Nacha, who enables Automated Clearing House (ACH) payments, has approved eight amendments to their Operating Rules focused on infrastructure around improving Same Day ACH and providing a framework for authorizing consumer ACH payments that can be applied to the growing channels and technologies consumers want to use to make digital payments. Additional new rules pertain to handling unauthorized payments and ACH reversals.
The new rules will take effect throughout 2021 as Nacha continues to expand Same Day ACH to become a more competitive payment choice for consumers and businesses. Two of the new Nacha Operating Rules provide financial institutions (FIs), payment providers, technology companies and businesses accepting ACH payments a more detailed framework for authorizing payments that can be applied to more payment technologies and channels.
Michael Herd, Senior Vice President of the ACH Network Administration, discussed how the new rules are critical for “businesses and other organizations that enable consumers to conduct transactions using new technologies and channels.”
Another one of the amendments specifies timelines for FIs to handle unauthorized ACH payment claims. Other new rules explicitly define when ACH reversals are not valid and increase Nacha’s authority with enforcing rules for violations.
The announcement of these 8 amendments comes after NACHA reported strong ACH network transaction growth in the third quarter of 2020. There 6.8 billion payments made on the ACH network for the quarter, a nine percent increase year-over-year. Peer-to-Peer (P2P) payments were the fastest growing payment category, increasing by 52 percent over this time frame. Same Day ACH payments increased 41 percent year-over-year in the 3rd quarter to reach nearly 94 million transactions.

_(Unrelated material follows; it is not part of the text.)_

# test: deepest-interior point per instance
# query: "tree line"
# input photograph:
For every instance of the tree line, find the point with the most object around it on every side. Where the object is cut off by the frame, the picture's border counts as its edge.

P2P payment network and bank consortium Zelle also reported that payments over their network continue to grow as consumer and business habits remained altered by the pandemic. Zelle reported $84 billion in transactions in Q3, an 18 percent increase from the previous quarter. Consumers used Zelle to pay small business $4.5 billion in the third quarter, often replacing cash and check payments. Zelle also conducted a user survey finding that two popular use cases for using their P2P payment service since the onset of the pandemic are providing financial support to family and friends as well as repaying someone who purchased groceries for them.